Il semble avoir mal compris la stratégie de François Mitterrand qui visait, justement, à gauchiser sa
campagne du premier tour et à recentrer sa campagne du second tour. Pour 2012, la stratégie du candidat socialiste est brouillonne et illisible, cherchant à convaincre par les deux bouts et
finalement, mécontentant les deux parties de ce qui devrait être son électorat du second tour.
Jean-Luc Mélenchon, qui a brillamment réussi son épreuve du feu dans "Des Paroles et des actes" du 12 janvier
2012 (sur France 2), paraît aujourd’hui l’adversaire le plus dangereux de François Hollande. La seule réelle argumentation du PS est le "vote utile" et la crainte d’un nouveau "21 avril".
Enjeux postprésidentiels ?
De tout cela, il ressort que François Hollande est une personnalité très contrastée : un garçon
brillant, intellectuellement et relationnellement, qui connaît parfaitement l’histoire politique, qui a une image positive auprès de Français, mais qui dévoile au fur et à mesure de la campagne
quelques sérieux handicaps tant à la fonction de candidat qu’à celle, s’il était élu, de Président de la République.

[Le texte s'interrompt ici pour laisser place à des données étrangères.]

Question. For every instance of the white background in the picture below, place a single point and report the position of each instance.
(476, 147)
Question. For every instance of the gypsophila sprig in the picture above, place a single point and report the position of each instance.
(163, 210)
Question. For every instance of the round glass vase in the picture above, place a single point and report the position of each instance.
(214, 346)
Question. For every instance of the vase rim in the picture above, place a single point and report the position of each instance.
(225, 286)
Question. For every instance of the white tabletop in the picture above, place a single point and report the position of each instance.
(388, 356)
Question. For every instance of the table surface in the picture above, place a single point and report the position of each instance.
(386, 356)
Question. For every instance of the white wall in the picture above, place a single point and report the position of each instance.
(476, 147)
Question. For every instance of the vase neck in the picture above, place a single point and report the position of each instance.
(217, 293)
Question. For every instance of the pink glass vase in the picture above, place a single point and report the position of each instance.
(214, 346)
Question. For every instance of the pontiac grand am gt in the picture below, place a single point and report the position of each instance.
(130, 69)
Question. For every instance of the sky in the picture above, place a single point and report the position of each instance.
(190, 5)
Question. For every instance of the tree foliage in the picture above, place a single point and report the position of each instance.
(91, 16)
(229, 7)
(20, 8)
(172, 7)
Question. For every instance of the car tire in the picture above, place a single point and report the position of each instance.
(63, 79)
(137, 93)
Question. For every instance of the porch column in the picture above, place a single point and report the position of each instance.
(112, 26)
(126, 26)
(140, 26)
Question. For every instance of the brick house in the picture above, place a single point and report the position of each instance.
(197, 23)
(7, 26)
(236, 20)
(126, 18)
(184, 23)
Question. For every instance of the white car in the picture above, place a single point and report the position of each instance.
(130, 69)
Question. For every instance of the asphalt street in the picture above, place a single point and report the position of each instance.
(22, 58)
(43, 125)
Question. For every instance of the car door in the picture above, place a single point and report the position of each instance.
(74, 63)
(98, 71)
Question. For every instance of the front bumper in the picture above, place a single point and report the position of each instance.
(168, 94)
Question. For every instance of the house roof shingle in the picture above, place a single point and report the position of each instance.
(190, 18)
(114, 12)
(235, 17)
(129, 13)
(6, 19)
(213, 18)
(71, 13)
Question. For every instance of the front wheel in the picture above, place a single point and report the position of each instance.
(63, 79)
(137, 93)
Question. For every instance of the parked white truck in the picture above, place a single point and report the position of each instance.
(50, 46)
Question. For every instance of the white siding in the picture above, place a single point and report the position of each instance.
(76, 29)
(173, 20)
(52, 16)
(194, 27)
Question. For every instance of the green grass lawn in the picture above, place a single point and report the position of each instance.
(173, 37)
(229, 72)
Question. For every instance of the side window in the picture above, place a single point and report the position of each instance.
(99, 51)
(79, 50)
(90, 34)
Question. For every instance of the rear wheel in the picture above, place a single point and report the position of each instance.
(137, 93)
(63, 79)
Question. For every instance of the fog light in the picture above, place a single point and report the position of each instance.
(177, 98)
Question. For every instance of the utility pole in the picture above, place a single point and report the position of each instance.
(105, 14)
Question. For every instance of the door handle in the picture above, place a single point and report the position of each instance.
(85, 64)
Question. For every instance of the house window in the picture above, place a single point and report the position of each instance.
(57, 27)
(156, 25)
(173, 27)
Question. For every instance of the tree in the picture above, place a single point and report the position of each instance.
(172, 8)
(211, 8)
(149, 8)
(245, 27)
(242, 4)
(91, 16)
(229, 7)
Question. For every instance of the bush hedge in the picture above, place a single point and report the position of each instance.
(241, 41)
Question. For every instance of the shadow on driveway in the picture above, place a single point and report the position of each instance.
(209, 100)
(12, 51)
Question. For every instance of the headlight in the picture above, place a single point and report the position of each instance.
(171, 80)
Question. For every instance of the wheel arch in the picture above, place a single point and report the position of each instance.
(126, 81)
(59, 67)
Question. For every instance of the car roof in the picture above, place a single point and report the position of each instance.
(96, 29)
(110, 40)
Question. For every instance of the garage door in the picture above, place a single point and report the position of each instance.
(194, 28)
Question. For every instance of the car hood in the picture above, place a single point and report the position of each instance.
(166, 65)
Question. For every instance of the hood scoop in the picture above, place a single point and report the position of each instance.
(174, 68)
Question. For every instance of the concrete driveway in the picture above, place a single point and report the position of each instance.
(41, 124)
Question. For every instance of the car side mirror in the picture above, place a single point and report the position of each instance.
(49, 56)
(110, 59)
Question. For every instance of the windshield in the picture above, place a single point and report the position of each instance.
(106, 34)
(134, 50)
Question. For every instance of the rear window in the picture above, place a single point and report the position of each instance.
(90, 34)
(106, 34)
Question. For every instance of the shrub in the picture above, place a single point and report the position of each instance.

Ses prochains meetings seront décisifs pour jauger notamment la combativité du candidat (beaucoup ne le
trouvent pas assez offensif).
Mais peut-être que l’essentiel n’est pas là. Peut-être que le véritable enjeu en 2012, c’est de savoir qui va
reprendre le contrôle sur le PS, et, par voie de conséquence, sur les investitures dans toutes les élections ultérieures ?
Car dans la situation politique actuelle, quelle que soit l’issue de l’élection présidentielle, il y a une
forte probabilité pour que l’UMP perde les élections législatives et que la gauche passe au moins le cap législatif, comme le Sénat le 25 septembre 2011. Du coup, un échec à l’élection présidentielle ne serait pas, pour les responsables socialistes, une grande tragédie et permettrait de laisser
ouvert l’avenir : qui, de Martine Aubry ou de François Hollande reprendra le flambeau du PS en
2012 ?
Avec en toile de fond, qui, parmi eux deux, serait le Premier Ministre en cas d’échec à la présidentielle et
de victoire aux législatives ? Mon pronostic, c’est que se serait Martine Aubry si c’était Nicolas Sarkozy qui serait réélu et François Hollande en cas d’élection de François Bayrou.
Aussi sur le
blog.
Sylvain
Rakotoarison (20 janvier 2012)
http://www.rakotoarison.eu
Pour aller plus loin :
L’homme de
l’année 2011 ?
La Hollandie en péril ?
Coincé entre le souverainisme nucléarisé et
l’écologauchisme.
Le rêve à réenchanter les socialistes.
Bayrou roulerait-il pour Hollande ?
Les 60 000
fonctionnaires sur les déficits publics.
Qui va empapaouter les Français ?
Le candidat qui
revient de loin.
Et si l’hypothèse Hollande était valable ?
Il y pense en les rasant.
Bayrou plus
populaire que Hollande ?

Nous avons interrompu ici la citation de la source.